Musik degung Sunda mengalun lembut dari sudut halaman, menambah nuansa hangat dan syahdu. Tamu-tamu mulai mengambil tempat duduk, sementara pembawa acara memulai dengan ucapan selamat datang.
Rangkaian prosesi adat pun berjalan perlahan. Pertama adalah Sawer Panganten. Sebuah tampah besar diisi beras kuning, uang logam, dan bunga warna-warni dibawa ke depan pelaminan.
Seorang sesepuh keluarga membaca doa, lalu memercikkan campuran air bunga ke arah pengantin. Setelahnya, beras kuning, uang logam, dan bunga ditaburkan ke arah Rania dan Bagaskara. Ini melambangkan keberkahan, rezeki, dan kebahagiaan yang melimpah. Anak-anak kecil berebut mengambil koin dan bunga yang jatuh ke tanah sambil tertawa riang.
Setelah itu dilanjutkan dengan prosesi Nincak Endog, di mana Bagaskara berjalan perlahan lalu menginjak telur ayam kampung yang telah disiapkan.

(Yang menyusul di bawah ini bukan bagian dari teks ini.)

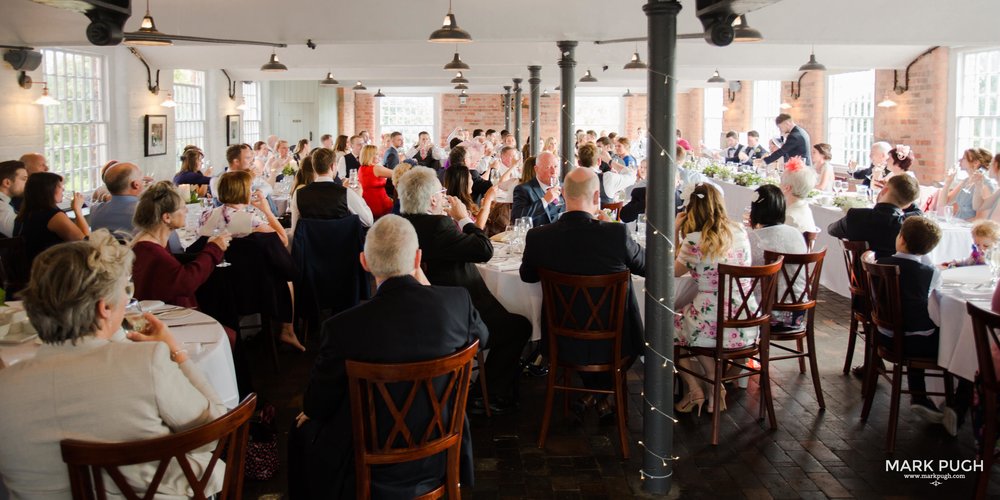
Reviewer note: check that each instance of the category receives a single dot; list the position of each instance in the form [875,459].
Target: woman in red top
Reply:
[372,178]
[156,273]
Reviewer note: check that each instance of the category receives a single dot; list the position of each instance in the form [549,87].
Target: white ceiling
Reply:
[383,42]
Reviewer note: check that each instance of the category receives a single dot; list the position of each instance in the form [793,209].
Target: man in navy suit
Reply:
[796,141]
[540,198]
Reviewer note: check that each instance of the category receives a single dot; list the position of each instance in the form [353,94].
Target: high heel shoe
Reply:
[687,404]
[722,407]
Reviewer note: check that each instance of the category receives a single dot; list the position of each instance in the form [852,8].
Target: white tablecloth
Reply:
[207,346]
[956,240]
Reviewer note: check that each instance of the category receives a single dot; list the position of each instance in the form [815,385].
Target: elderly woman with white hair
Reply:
[87,382]
[797,181]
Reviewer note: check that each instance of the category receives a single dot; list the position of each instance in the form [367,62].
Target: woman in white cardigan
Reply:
[89,382]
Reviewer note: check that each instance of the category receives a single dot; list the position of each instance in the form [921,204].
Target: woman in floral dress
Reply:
[708,238]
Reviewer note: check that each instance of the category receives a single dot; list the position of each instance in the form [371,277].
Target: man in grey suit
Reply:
[540,198]
[796,141]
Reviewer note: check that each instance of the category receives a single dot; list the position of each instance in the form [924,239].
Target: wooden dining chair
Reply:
[737,287]
[89,461]
[887,315]
[860,304]
[582,310]
[800,279]
[387,393]
[985,326]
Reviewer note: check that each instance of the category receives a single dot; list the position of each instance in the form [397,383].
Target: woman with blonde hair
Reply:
[372,178]
[709,238]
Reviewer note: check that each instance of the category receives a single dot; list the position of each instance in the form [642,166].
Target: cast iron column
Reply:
[567,95]
[506,108]
[657,429]
[517,111]
[534,81]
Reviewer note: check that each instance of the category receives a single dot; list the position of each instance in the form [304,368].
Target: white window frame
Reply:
[765,107]
[850,107]
[252,113]
[616,125]
[712,116]
[77,129]
[189,114]
[412,129]
[977,104]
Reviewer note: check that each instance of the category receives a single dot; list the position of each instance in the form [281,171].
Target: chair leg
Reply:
[852,336]
[897,388]
[481,362]
[549,395]
[814,365]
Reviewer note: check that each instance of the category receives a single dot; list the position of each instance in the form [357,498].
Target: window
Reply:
[189,115]
[851,111]
[407,114]
[766,106]
[251,112]
[978,109]
[712,110]
[76,130]
[597,113]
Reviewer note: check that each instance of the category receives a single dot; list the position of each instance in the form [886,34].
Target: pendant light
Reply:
[450,32]
[329,80]
[273,65]
[148,27]
[812,65]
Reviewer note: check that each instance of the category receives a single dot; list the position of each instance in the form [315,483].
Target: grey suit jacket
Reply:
[99,390]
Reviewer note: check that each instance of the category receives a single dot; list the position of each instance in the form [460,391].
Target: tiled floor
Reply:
[813,454]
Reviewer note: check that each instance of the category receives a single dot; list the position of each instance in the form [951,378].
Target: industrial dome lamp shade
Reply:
[456,63]
[273,65]
[744,33]
[148,27]
[716,78]
[449,31]
[635,62]
[812,65]
[329,80]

Setelah telur pecah, Rania membersihkan kaki suaminya dengan air bunga dan kain putih — simbol bahwa istri akan senantiasa melayani dan menghormati suami dengan tulus.
Suasana penuh makna. Beberapa tamu tak kuasa menahan air mata haru.

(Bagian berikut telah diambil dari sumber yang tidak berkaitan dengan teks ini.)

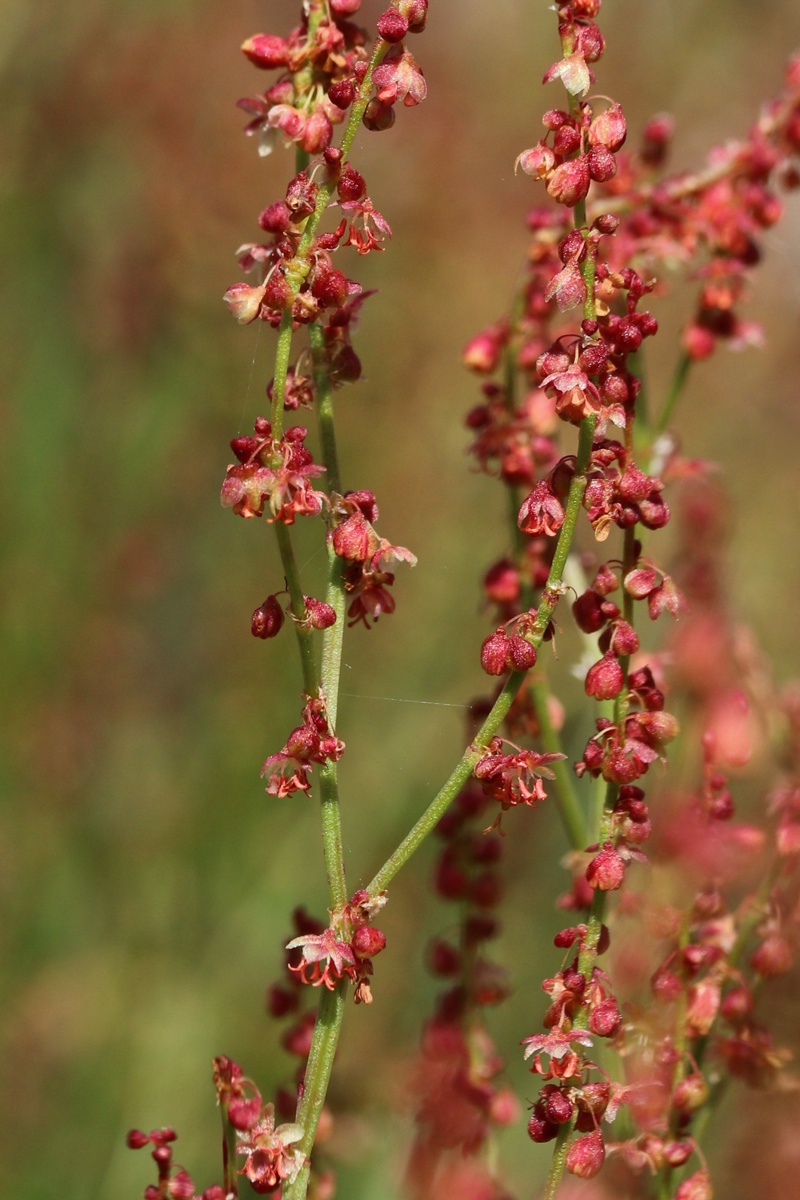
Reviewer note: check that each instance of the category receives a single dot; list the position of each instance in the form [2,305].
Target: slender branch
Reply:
[305,637]
[551,597]
[564,792]
[673,395]
[318,1073]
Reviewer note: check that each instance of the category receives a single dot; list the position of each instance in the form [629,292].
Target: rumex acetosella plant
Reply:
[677,913]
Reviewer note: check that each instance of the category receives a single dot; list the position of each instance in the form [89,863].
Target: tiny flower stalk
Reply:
[569,354]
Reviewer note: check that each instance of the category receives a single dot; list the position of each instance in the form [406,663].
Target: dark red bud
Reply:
[606,678]
[602,165]
[275,217]
[320,615]
[606,870]
[367,942]
[585,1156]
[569,183]
[392,25]
[266,51]
[268,618]
[605,1019]
[342,93]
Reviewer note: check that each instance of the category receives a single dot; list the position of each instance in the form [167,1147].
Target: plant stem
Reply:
[318,1073]
[673,395]
[566,798]
[551,597]
[559,1162]
[305,641]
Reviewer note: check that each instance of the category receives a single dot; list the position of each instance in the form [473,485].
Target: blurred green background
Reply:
[146,881]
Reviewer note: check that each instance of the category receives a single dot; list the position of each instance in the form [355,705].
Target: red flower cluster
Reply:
[272,472]
[355,540]
[343,951]
[311,743]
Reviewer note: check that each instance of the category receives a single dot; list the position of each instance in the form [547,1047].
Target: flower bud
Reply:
[773,958]
[268,619]
[320,615]
[266,51]
[392,25]
[540,1129]
[602,165]
[585,1156]
[245,301]
[690,1093]
[609,129]
[606,678]
[696,1187]
[569,183]
[605,1019]
[367,942]
[558,1107]
[539,161]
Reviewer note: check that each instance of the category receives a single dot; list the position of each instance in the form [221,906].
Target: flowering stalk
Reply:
[570,354]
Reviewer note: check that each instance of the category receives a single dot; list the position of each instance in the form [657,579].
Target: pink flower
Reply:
[271,1159]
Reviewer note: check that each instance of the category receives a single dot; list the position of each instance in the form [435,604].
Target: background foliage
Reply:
[146,880]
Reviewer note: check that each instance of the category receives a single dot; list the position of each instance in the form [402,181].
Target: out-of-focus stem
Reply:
[673,395]
[551,597]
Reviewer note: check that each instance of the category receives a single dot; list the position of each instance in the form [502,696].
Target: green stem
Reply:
[551,597]
[559,1162]
[324,399]
[282,355]
[447,793]
[566,798]
[298,268]
[305,640]
[229,1153]
[318,1073]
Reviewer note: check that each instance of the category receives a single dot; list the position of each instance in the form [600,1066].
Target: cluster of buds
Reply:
[583,1008]
[174,1182]
[354,539]
[344,949]
[272,472]
[271,1153]
[516,778]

Acara berlanjut dengan Huap Lingkup, prosesi suap-menyuapi. Sepiring nasi kuning dengan lauk sederhana disiapkan. Rania menyuapi Bagaskara, lalu Bagaskara menyuapi Rania kembali, melambangkan saling memberi dan saling menghidupi dalam rumah tangga.
Setelah semua prosesi adat selesai, barulah tamu-tamu dipersilakan menikmati hidangan. Meja panjang penuh dengan aneka makanan tradisional Sunda dan Jawa: nasi liwet, pepes ikan, ayam goreng serundeng, karedok, sambal terasi, dan tak lupa es cendol serta kolak pisang sebagai penutup.
Di pelaminan, Rania dan Bagaskara duduk berdampingan, menerima ucapan selamat dari kerabat dan tetangga yang bergantian bersalaman. Beberapa kerabat membisikkan doa, beberapa lainnya memeluk Rania hangat, memberikan restu tanpa banyak kata.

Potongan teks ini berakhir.